Again, Tulane’s regional was matched with LSU’s regional for a potential super regional matchup, and just like four years earlier, school officials offered bids for both Turchin Stadium and Zephyr Field. The Green Wave did its part, but Rice went into Baton Rouge and knocked off the Tigers.

Said Jones: “When Rice won (the Baton Rouge regional), I told (former athletic director) Rick Dickson, ‘I really want to play it (on campus).’ It was exciting being able to do that.”

Just like in 2001, Tulane lost the opening game of the super regional, but came back to win Games 2 and 3 to punch its ticket to Omaha.

“Micah (Owings) was lights out, and (J.R.) Crowel pitched well in Game 3,” Jones said. “Seeing the response of our fans and our Grounds Krewe, how excited they were. Being in Turchin and doing it, that was a special time.”

Tulane finished 56-12 and Jones was named Baseball America’s National Coach of the Year.

Little did anyone know at the time, but the super regional would be Tulane’s last games on campus for three years.
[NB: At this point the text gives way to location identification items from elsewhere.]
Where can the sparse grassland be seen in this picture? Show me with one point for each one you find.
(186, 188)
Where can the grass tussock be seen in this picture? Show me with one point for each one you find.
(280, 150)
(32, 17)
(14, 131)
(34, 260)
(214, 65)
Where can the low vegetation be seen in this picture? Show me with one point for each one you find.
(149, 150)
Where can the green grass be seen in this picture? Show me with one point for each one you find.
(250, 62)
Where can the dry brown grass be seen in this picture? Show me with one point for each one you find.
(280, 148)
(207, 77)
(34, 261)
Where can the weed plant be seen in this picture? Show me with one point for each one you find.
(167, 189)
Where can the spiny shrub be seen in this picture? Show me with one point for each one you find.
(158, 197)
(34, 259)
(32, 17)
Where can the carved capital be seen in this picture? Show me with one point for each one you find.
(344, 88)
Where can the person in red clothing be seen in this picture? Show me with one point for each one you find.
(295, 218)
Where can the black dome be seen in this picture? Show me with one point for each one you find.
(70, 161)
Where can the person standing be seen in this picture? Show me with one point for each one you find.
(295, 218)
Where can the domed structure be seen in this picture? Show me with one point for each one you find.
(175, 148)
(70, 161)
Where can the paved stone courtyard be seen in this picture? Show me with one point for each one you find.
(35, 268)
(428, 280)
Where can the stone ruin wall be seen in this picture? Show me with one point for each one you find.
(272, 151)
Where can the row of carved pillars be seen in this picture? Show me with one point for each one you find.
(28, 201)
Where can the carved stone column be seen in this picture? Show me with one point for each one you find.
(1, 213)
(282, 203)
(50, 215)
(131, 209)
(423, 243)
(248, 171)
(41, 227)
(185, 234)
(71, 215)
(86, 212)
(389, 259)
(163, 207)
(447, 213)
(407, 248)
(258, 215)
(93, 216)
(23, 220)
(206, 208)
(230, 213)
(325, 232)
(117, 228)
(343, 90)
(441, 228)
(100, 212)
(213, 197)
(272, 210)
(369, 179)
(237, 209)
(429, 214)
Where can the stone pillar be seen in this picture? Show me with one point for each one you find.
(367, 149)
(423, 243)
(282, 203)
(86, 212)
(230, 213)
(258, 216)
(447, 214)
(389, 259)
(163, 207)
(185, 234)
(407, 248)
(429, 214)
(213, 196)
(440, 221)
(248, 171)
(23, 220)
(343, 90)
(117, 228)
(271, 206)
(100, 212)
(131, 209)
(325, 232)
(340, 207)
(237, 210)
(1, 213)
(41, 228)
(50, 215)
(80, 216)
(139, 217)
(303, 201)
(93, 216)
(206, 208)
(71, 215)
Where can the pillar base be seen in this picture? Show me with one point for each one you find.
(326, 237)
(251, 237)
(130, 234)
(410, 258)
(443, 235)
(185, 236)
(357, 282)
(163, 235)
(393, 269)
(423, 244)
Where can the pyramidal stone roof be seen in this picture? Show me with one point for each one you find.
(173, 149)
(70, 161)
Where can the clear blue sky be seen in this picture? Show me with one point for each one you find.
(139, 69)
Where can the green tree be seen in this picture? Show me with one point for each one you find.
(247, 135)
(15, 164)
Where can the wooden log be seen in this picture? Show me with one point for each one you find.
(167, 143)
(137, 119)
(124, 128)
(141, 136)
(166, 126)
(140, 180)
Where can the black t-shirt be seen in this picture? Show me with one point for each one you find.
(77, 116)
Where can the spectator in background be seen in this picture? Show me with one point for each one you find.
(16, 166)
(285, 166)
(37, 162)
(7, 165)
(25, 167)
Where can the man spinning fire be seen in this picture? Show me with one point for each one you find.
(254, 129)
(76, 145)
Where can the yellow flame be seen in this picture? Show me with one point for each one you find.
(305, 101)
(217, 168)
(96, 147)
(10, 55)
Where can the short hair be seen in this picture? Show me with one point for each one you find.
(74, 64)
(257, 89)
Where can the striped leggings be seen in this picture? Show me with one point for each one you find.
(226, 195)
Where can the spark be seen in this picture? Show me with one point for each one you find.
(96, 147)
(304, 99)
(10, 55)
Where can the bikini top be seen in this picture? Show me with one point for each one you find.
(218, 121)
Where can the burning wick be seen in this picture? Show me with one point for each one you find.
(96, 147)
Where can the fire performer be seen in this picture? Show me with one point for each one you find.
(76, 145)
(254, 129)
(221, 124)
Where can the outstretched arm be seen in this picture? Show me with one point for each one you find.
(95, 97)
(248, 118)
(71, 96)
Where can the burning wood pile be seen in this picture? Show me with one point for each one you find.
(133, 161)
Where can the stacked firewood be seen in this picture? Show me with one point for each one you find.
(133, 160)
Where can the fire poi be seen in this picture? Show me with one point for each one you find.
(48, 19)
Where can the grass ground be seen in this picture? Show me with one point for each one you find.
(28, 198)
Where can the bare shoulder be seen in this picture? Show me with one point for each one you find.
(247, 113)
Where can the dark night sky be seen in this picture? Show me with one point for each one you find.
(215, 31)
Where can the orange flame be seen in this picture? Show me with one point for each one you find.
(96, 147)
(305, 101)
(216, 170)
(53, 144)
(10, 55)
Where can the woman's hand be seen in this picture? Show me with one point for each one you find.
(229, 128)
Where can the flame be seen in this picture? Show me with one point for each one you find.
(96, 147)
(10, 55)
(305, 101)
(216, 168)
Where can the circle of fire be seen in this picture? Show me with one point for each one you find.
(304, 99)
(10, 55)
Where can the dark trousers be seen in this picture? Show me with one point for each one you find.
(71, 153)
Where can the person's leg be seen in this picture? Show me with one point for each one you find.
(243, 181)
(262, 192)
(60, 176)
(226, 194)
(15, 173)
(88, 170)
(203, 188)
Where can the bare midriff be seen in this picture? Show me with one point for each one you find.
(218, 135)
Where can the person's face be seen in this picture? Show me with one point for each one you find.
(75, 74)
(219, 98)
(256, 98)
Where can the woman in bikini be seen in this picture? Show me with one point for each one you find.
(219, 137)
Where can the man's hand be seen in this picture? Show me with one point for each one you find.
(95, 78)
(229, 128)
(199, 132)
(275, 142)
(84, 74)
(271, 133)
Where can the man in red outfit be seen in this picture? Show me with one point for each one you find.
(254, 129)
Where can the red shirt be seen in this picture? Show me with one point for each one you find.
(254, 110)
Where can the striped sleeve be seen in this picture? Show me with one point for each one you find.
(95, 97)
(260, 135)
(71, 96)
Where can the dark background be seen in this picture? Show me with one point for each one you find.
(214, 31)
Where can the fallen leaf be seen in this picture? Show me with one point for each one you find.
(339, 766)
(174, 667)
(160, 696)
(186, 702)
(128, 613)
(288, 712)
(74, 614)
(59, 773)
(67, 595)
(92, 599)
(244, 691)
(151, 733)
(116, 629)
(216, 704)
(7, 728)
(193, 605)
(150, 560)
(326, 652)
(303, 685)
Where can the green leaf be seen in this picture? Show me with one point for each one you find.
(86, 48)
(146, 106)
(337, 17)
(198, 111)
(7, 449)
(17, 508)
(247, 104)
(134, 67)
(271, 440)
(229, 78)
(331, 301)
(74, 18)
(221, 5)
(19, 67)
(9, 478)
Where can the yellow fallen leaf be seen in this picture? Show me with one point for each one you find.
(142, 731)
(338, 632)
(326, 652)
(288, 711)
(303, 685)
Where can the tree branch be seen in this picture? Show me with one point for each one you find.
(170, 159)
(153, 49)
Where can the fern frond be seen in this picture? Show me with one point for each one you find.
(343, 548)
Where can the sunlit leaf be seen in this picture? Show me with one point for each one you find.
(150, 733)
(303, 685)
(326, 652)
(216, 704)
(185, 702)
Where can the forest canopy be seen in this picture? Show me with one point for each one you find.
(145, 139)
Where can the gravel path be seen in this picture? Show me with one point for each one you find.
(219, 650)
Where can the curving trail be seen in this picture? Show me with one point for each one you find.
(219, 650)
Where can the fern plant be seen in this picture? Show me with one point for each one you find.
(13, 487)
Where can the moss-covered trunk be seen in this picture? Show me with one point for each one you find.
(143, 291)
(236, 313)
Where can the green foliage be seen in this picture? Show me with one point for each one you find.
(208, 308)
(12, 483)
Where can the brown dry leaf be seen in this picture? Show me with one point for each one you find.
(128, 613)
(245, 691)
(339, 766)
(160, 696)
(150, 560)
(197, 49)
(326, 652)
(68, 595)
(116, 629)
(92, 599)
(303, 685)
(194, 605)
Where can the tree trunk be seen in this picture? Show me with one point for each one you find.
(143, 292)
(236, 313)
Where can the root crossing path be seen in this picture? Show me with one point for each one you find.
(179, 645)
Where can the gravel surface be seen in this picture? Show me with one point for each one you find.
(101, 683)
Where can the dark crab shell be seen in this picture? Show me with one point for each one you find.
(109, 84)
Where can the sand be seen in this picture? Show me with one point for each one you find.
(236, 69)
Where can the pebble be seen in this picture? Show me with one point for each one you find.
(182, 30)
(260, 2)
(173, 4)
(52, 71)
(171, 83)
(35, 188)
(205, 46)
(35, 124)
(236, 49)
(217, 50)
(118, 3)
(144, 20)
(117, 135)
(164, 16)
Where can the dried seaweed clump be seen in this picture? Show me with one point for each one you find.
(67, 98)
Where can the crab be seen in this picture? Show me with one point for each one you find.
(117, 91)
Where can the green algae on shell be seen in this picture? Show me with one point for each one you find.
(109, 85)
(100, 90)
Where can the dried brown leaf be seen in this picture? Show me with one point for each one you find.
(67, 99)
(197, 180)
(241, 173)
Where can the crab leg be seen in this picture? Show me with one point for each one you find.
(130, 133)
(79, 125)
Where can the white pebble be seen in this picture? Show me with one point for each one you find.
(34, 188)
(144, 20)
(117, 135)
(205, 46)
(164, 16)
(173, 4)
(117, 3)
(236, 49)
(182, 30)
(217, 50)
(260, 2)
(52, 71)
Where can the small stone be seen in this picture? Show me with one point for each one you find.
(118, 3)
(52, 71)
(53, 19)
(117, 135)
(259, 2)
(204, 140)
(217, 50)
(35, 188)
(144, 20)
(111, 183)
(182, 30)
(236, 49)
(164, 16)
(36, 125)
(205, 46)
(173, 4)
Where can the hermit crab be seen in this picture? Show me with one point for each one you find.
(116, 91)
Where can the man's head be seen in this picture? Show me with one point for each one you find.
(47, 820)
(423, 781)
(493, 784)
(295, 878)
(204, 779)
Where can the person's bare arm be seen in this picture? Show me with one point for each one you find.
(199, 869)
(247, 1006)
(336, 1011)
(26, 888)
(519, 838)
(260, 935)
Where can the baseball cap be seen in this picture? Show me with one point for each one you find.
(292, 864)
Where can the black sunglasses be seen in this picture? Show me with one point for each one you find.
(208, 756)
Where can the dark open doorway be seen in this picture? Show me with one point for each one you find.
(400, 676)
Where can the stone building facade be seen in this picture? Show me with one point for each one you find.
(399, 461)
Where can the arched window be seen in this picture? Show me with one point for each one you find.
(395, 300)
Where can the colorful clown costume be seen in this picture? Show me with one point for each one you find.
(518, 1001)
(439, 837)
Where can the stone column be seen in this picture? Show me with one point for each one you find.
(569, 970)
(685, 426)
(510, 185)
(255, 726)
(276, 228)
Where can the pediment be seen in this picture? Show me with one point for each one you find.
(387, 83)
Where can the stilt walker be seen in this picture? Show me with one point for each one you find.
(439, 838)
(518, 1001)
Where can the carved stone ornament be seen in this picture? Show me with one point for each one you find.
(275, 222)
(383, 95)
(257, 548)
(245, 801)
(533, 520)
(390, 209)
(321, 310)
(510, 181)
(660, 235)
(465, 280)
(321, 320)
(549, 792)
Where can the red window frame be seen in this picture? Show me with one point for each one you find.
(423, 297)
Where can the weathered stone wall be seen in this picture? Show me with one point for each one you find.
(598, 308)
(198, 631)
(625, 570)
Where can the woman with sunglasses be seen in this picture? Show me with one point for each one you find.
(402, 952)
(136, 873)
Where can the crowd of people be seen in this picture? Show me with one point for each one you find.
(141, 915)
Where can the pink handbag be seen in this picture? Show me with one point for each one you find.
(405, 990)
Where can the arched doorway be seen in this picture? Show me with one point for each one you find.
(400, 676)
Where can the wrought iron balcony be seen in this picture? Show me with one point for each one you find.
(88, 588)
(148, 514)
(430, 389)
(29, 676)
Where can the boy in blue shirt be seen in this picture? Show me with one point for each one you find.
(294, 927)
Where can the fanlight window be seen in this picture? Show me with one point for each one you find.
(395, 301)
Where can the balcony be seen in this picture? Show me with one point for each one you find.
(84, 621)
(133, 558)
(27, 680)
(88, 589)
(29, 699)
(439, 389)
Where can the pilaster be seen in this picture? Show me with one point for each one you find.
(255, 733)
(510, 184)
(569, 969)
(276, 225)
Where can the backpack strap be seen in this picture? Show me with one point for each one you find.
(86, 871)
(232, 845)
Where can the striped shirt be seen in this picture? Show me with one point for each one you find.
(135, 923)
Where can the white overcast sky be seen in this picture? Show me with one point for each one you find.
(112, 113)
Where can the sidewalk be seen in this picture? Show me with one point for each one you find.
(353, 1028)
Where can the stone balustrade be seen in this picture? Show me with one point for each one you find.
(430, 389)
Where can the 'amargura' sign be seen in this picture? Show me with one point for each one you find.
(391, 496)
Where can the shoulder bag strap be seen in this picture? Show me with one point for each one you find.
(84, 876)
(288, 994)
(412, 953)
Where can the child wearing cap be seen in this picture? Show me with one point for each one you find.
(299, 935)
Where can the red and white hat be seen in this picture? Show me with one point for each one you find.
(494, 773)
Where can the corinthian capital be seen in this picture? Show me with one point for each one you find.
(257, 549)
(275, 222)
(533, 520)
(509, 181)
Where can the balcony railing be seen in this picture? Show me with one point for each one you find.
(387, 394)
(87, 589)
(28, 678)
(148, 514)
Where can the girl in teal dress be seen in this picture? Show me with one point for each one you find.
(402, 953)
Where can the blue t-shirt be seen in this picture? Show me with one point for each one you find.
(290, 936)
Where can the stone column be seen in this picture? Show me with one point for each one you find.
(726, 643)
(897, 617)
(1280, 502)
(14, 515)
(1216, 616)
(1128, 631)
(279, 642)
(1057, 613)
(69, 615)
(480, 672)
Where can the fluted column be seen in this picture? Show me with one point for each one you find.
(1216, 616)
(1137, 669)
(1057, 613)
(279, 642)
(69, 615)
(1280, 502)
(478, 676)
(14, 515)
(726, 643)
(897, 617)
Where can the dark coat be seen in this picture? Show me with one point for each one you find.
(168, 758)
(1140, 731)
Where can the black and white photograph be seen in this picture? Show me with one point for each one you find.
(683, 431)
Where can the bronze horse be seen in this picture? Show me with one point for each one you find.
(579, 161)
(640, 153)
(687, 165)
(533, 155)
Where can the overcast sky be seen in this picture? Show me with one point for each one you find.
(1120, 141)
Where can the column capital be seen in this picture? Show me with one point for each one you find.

With renovations to the stadium underway, Hurricane Katrina struck.

Jones and his team spent the fall of 2005 at Texas Tech and then played its home games in 2006-07 at Zephyr before a new facility was completed in 2008.

“Katrina was unprecedented,” Jones said. “You go from putting kids in a dorm room for orientation to two weeks later, being in Lubbock, Texas.

“As proud as I was of the ’05 club, we were in a regional final in ’06. That club could have easily folded. We were in the final 32 in the country.”

Jones’ Tulane teams produced 54 first-team all-conference selections, 22 All-Americans and 76 Major League Baseball draftees, including five chosen in the first round, but his biggest legacy may be the former players and assistant coaches who have gone on to coaching and administrative posts, including current head coaches Jim Schlossnagle (TCU), Mark Kingston (USF) and Matt Riser (Southeastern Louisiana), LSU hitting coach Andy Cannizaro and San Francisco Athletic Director Scott Sidwell.

Though Jones and his wife Gina moved back to North Carolina two years ago, it feels like a second address.

“We’re here,” Jones said, “but I consider (New Orleans) home, to be honest with you.”